Background

Codons are the basic rules corresponding to the information carried by nucleic acids and proteins and are the basic link of information transmission in organisms. There are 61 types of codons encoding the 20 amino acids of natural proteins, and each amino acid has 1 to 6 synonymous codons that encode the same amino acid [1]. There is a widespread phenomenon of codon usage bias (CUB) in organisms, i.e., one species or gene usually tends to use one or several specific synonymous codons [2, 3]. The CUB pattern is affected not only by natural selection and mutation pressure [4] but also by the recombination rate [5], replication [6], GC content [4], gene length [7], hydropathicity, aromaticity and isoelectric point (pI) of the protein [8, 9], and protein secondary structures [10]. The use of codons is subject to selection pressure by these factors and is generally considered to be an important reason for the separation of species and the creation of new species [11, 12]. In some plants, the CUB patterns were also influenced by translational selection [13].

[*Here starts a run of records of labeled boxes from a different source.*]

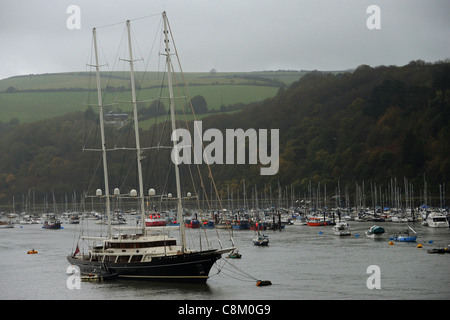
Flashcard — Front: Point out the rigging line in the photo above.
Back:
[167,14,234,246]
[95,13,161,29]
[174,77,213,247]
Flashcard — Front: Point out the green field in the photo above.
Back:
[0,71,304,122]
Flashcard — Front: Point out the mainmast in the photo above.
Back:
[92,28,112,239]
[127,20,145,233]
[163,11,186,252]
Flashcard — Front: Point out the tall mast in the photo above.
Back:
[127,20,145,230]
[92,28,111,238]
[163,11,186,252]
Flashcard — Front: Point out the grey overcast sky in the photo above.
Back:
[0,0,450,79]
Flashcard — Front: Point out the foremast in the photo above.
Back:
[127,20,145,234]
[162,11,186,252]
[92,28,112,239]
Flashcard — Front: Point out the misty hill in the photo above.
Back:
[0,61,450,208]
[0,70,306,122]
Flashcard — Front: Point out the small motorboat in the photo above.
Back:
[389,226,417,242]
[366,225,385,239]
[333,221,351,236]
[253,232,269,246]
[228,251,242,259]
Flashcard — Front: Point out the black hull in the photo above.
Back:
[67,250,222,283]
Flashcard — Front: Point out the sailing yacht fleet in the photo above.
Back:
[0,12,449,282]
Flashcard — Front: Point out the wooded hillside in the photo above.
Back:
[0,61,450,208]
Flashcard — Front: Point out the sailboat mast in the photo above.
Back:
[163,11,186,252]
[127,20,145,230]
[92,28,112,238]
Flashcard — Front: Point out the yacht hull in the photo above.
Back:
[67,250,222,283]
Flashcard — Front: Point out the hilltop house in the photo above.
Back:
[104,111,128,125]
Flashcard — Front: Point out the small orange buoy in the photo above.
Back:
[256,280,272,287]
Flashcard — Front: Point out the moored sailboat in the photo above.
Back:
[67,12,235,282]
[366,225,385,239]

Different species not only have a preference when choosing different codons for the same amino acid, that is, they have different codon usage patterns [14], but they also have a preference when choosing a codon pair composed of two adjacent codons, and this preference is related to genome evolution. The mode of use of code pairs and the use of code pairs composed of adjacent codons in the genome have a preference, and the mode directly affects the efficiency of codon interpretation [15].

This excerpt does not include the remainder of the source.